Here is a small example that demonstrates how the Control and Data Planes enforce simplicity to the 'hard parts' of concurrent programming, that averages the ages cross 3 JSON documents stored in a directory called data_dir/.

% src/averager.krp
-module(averager).

async process_file(FileName) ->
    json_decoder:handle_file(FileName).

async process_results(Ages) ->
    lists:sum(Ages) / length(Ages).

main() ->
    {ok, Files} = file:list_dirs("data_dir/"),

    Ages = await [linked process_file(File) || File <- Files],
    AverageAge = await process_results(Ages).

    io:format("Average Age: ~p~n", [AverageAge]).
% src/processor.erl
-module(processor).

handle_file(FileName) ->
    {ok, Binary} = file:read_file(FileName),
    JSON = json_decoder:decode(Binary),
    maps:get(age, JSON).

This structures krarup programs naturally into their separate concerns. The code that deals with concurrency structure is separate from that which handles data processing. The logical split encourages simple and readable code for future readers. Of course, nothing prevents one from adding all of the JSON decoding and manipulation into the process_file directly. This does prevent moving the concurrency story outside of the current module.

Inconsistency In Erlang

  • ! vs receive vs spawn/link (operator, keyword, BIF function, BIF function).

Consistency With Erlang

catch: Prior Art

The use of a single keyword in front of an expression is an already supported pattern in Erlang that krarup does not introduce. The example is catch:

catch asdf.
> asdf

krarup is an extension of this syntax.

Runtime Error Catching

There are multiple existing langauge elements that perform runtime checks, especially on pid() inputs. For example, the ! operator checks the lhs at runtime:

2> asdf ! asdf.
** exception error: bad argument
     in operator  !/2
        called as asdf ! asdf

krarup leans on this pattern for it's support for pid-based keywords and extends this pattern to lists of pids.

Why Not A New Library

A natural question that comes up is: why not just a new or existing library? Beyond the inconsistency story, these primitives should exist at the language level as they do in other languages, but probably not in Erlang itsself. The ergonomics of these tools being built into a language vs having an utility library is also a major difference, they should be a natural extension.

Why Not An EPP

An EPP is an official proposal to add a new feature to Erlang.

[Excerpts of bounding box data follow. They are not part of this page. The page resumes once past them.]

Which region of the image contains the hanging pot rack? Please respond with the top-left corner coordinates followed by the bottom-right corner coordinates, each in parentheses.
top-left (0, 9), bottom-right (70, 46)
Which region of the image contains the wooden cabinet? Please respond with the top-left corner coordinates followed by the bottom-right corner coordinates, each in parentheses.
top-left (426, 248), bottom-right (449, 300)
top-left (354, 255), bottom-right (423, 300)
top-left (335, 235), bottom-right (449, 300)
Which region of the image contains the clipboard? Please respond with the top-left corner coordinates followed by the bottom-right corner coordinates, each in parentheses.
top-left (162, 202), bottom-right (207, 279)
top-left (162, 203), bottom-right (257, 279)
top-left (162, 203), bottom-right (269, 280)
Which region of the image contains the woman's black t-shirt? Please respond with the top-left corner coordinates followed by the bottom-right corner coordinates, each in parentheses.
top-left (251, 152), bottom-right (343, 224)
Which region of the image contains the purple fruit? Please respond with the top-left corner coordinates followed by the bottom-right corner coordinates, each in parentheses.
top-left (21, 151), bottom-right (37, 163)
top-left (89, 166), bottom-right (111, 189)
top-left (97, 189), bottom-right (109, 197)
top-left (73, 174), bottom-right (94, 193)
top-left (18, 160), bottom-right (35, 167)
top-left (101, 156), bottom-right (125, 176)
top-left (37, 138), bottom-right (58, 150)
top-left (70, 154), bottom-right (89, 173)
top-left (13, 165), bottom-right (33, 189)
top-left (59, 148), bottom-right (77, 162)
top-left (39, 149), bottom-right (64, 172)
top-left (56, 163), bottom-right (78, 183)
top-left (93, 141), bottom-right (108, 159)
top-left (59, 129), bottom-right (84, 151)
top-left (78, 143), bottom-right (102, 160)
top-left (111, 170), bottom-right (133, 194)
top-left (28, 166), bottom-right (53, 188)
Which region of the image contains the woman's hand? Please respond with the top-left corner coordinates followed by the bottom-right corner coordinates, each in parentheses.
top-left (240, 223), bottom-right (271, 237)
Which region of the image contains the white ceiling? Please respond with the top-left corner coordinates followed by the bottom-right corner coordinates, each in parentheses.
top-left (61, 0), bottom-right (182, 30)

We don't necessarily feel that most of krarup should necessarily belong in Erlang. While some of the concepts would be very welcome to be integrated they can be done so by people more familiar with creating languages. Parts of krarup are quite distinct and do not feel completely natural compared to vanilla Erlang. So we went with an implementation instead of a proposal.

To Dos

  • linked support.
    • Basic linked support on a single pid().
    • linked support on list of pid()s.
    • Use spawn_link in async function instead of link/1 function.
  • supervised support.
  • monitored support.
  • More user-friendly messages during parsing.
    • Sane error for in-module await violations.
  • Better recompile detection?
  • Stronger safety checks for await.
    • Currently only checks if the expression is a pid() or a [pid()].
    • Could consider using a {awaitable, pid()} for more safety.
  • Better code generation.
    • The code that is currently generated is quite heavy and a bit ugly.
  • Add default timeout to match gen_server behavior.
  • timeout support.
  • Consider a dispatcher behaviour and keyword to implement some kind of pooler.